The correct answer is C. liability account.

When revenue is earned but not yet received at the end of a fiscal period, it represents an amount that the company is entitled to receive from its customers or clients. However, since the payment has not been received, it cannot be recognized as revenue in the income statement. Instead, it is recorded as a liability in the balance sheet to reflect the company's obligation to receive payment in the future.

Liability accounts represent the company's debts or obligations. In this case, the liability account used to record revenue earned but not yet received is typically called "Accrued Revenue" or "Accounts Receivable." This account serves as a temporary placeholder until the payment is received, at which point it will be recognized as revenue in the income statement.

Here's a breakdown of the other answer choices and why they are not correct:

A. Expense account: Expenses are costs incurred by a company in its operations. Revenue and expenses are separate categories in the accounting records. Revenue represents inflows of assets or settlements of liabilities, while expenses represent outflows of assets or incurrences of liabilities. Therefore, crediting an expense account would be incorrect in this case.

B. Revenue account: Although revenue is indeed earned but not received yet, it is not appropriate to credit a revenue account in this situation. Revenue accounts are used to record the inflow of assets resulting from the company's primary operations. Since the payment has not been received, it does not meet the criteria for recognition as revenue.

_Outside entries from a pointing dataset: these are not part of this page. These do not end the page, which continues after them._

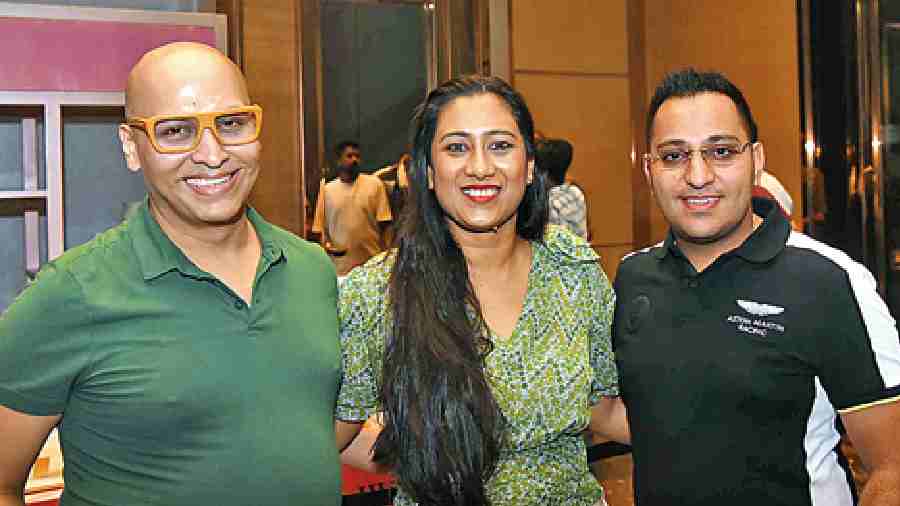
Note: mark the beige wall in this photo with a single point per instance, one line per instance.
(572, 66)
(271, 63)
(755, 44)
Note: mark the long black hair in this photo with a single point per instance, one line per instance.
(443, 430)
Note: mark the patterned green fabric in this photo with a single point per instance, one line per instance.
(557, 363)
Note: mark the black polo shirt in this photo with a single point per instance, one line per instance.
(733, 376)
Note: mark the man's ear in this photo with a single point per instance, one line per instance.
(759, 161)
(645, 167)
(129, 148)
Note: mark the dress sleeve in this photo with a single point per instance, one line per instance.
(858, 355)
(43, 345)
(361, 314)
(605, 381)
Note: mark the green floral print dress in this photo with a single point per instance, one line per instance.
(557, 363)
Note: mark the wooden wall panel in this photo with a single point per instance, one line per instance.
(593, 114)
(571, 36)
(271, 64)
(755, 45)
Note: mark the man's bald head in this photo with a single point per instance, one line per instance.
(182, 77)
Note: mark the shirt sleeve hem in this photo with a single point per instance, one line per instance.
(18, 402)
(353, 415)
(887, 396)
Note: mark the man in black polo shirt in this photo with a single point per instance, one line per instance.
(738, 341)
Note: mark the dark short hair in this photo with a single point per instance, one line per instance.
(554, 156)
(688, 83)
(341, 146)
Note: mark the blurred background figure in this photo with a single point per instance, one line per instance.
(567, 204)
(393, 177)
(770, 187)
(352, 212)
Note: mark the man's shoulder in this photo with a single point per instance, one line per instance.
(84, 268)
(639, 260)
(818, 260)
(295, 245)
(106, 250)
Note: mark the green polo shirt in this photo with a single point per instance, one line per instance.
(173, 390)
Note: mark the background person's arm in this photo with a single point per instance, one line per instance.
(875, 432)
(21, 438)
(610, 420)
(359, 452)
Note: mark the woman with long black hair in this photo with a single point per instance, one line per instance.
(484, 337)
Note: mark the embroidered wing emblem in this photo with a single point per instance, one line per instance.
(759, 309)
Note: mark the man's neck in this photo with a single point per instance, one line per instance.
(199, 242)
(702, 255)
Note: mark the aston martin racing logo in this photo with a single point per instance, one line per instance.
(759, 309)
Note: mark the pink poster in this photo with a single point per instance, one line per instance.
(64, 55)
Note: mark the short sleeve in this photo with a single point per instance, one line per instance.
(605, 381)
(43, 345)
(361, 313)
(858, 357)
(382, 204)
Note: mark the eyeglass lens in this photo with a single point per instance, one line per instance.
(180, 133)
(718, 155)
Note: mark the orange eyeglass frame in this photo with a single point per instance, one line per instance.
(204, 120)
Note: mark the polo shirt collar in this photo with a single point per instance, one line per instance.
(763, 244)
(157, 254)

D. Asset account: Assets are economic resources owned or controlled by a company. While the company is entitled to receive the payment, it has not yet been received, so it cannot be recognized as an asset. Therefore, crediting an asset account would not be appropriate.

In summary, when revenue has been earned but not yet received, it should be credited to a liability account to reflect the company's obligation to receive payment in the future. This treatment aligns with the accrual accounting principle, which recognizes revenues when they are earned, regardless of when the cash is received.